The first and second axes of both PCoAs were correlated with longitude and latitude, respectively (Spearman rank correlation, all p < 0.05, whether with or without the Iberian peninsula, see Fig. 3). In addition, there was a significant and strong correlation between geographic and genetic distance of wild boar populations (rmantel = 0.73 and rmantel = 0.63 with and without Iberian peninsula, respectively; both analyses: p < 0.001, see Fig. 3). Nevertheless, the clusters detected by PCoA (and supported by ADMIXTURE, Fig. S7) showed deviations from an isolation by distance (IBD) scenario. The first divide detected was the one between Iberian and non-Iberian wild boar (Fig. 3A), but Fig. 3B showed also a major genetic discontinuity in central Europe. Whereas wild boar from Slovenia, Hungary and Slovakia were projected on the right of the PCoA axis 1 together with the eastern group (comprising populations from Poland eastwards), nearby wild boar from southeastern Germany clustered with the western group (namely Germany, France, Belgium and the Netherlands). Samples from Austria appeared to be a contact zone between these two European clusters (PCoA projection at the center of the axis, and mixed ADMIXTURE assignment probabilities, Fig. S7). The second axis of the PCoA showed low genetic dissimilarity among distant wild boar populations, with wild boar from Greece and Bulgaria projecting closer to northeastern European populations than animals from the Carpathians or the Dinaric Alps. Overall, our results show the characteristics of a fragmented cline extending from the Dinaric Alps via southeastern Europe and the Carpathians, to northeastern Europe, and, from there, to western Europe and, ultimately, the Iberian peninsula.

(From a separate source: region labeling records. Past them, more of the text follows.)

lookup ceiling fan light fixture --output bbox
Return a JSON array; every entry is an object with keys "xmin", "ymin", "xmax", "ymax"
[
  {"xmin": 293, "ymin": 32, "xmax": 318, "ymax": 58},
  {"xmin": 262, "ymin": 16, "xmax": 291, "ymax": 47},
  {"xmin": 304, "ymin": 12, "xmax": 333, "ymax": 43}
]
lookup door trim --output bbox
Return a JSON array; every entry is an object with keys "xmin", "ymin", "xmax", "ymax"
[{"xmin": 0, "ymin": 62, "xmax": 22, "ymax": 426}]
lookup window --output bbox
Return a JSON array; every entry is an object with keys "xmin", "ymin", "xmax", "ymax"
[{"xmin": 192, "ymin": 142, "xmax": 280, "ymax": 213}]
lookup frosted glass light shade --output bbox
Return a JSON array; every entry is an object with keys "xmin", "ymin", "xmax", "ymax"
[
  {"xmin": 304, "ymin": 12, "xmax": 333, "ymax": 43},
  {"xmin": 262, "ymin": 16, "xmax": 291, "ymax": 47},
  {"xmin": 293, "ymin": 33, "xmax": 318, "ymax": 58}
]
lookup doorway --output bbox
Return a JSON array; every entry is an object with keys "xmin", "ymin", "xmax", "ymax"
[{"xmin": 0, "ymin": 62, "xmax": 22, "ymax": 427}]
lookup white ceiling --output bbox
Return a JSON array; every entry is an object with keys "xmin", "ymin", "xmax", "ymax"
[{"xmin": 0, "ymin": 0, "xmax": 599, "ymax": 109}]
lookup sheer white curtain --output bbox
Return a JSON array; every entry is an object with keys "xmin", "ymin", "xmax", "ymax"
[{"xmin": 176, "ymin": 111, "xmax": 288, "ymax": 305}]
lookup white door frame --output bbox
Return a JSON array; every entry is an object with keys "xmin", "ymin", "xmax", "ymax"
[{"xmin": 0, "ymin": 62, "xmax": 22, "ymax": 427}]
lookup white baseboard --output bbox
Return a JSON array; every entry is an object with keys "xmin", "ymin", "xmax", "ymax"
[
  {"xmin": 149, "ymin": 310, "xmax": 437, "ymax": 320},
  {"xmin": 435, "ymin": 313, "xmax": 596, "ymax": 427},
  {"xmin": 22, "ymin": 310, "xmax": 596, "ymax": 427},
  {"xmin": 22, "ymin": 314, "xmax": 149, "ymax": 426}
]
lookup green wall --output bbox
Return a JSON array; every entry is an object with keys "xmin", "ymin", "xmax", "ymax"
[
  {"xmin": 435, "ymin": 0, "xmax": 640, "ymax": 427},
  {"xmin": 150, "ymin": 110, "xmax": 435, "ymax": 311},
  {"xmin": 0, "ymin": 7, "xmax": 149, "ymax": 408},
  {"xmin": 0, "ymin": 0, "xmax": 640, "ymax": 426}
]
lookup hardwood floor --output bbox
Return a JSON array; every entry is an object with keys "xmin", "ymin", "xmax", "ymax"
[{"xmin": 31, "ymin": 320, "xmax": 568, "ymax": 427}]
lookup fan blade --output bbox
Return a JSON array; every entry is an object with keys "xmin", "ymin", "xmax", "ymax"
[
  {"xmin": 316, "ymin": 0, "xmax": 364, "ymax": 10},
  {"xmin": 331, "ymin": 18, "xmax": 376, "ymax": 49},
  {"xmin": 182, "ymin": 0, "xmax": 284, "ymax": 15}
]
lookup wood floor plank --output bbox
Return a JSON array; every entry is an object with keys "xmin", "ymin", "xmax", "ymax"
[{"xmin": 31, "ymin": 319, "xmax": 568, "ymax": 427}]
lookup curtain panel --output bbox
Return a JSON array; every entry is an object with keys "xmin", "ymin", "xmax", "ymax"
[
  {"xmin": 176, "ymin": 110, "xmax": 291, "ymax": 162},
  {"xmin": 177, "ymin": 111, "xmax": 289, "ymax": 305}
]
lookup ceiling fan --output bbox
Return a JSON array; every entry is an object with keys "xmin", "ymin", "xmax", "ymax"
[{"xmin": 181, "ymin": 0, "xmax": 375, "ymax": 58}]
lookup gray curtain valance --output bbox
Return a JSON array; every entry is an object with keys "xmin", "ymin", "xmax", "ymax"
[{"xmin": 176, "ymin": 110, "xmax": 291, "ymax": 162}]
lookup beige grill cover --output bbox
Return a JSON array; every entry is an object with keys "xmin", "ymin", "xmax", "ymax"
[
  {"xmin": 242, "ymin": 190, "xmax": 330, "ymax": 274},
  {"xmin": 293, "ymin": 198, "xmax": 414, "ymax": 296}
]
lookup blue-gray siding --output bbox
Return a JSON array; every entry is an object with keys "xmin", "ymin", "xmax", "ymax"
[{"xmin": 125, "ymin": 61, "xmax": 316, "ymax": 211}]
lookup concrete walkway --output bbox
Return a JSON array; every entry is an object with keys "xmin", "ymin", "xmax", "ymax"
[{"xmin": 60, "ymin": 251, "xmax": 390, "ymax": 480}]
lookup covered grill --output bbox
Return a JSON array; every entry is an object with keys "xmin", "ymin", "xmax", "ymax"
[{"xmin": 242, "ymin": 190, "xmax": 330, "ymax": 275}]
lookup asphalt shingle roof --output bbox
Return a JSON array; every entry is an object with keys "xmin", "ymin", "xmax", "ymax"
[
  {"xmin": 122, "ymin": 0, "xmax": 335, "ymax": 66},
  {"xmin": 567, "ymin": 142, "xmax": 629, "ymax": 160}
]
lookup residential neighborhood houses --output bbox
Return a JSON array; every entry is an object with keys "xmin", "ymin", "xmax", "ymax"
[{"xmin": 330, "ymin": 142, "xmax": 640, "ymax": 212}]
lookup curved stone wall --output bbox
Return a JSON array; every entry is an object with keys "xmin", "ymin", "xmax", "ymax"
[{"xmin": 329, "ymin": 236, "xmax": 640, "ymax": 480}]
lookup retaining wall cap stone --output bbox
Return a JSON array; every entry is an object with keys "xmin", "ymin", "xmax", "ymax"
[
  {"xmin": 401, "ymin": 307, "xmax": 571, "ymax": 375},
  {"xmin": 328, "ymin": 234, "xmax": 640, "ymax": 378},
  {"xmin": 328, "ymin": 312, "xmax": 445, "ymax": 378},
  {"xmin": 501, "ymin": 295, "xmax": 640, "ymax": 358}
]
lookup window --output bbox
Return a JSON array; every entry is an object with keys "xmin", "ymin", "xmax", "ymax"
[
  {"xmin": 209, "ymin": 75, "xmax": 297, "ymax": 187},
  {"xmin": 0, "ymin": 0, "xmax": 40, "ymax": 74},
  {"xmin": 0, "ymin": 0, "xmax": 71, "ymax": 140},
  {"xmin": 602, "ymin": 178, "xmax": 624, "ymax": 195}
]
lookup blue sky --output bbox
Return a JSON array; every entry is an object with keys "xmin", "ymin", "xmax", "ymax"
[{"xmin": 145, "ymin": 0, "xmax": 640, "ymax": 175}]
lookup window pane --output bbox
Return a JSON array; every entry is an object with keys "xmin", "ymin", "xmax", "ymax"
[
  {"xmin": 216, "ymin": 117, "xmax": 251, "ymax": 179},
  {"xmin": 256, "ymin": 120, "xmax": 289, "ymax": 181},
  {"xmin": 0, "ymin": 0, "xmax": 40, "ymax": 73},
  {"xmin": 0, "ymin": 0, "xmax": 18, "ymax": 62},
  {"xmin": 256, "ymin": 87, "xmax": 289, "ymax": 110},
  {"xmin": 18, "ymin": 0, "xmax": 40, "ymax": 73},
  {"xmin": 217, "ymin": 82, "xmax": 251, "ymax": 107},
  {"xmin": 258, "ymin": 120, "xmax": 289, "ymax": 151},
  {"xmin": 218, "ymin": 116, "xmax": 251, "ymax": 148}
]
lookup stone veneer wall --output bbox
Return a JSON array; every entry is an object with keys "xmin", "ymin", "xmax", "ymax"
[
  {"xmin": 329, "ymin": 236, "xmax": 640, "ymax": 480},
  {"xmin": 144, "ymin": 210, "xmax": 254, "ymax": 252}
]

Fig. 4: Multilocus Heterozygosity (MLH) of wild boar across Europe.
figure 4

To reduce the overlap of samples from the same population, the sample locations are jittered. MLH values are classified in 10 intervals with an equal number of observations (i.e. deciles). Legend numbers represent the lower boundaries of the intervals.

The spatial distribution of alleles typical for putative refugial areas, or source populations (MAF > 0.5), showed insightful continental-wide patterns (Fig. 2). Alleles typical for the southeastern (Greece and Bulgaria) and the southwestern regions (Iberian peninsula, and southwestern France) gradually decreased in frequency towards northern latitudes (Fig. 2). In contrast, Italian alleles had uniformly low frequency outside the Italian peninsula (Fig. 2). In turn, alleles typical for the Dinaric Alps were relatively abundant in the area south of the Carpathians, present at low frequency in northeastern Europe and absent, or nearly so, in western Europe (Fig. 2E). Lastly, alleles typical for Far East Asia appeared to be relatively abundant in eastern Europe, and in particular in southeastern Europe. There was a clear divide in the allele frequency; to the west of the line extending from the Alps to the Baltic states, including the Italian peninsula, the frequency of alleles typical for wild boar of Far Eastern Asia was markedly lower than in eastern Europe (Fig. 2F).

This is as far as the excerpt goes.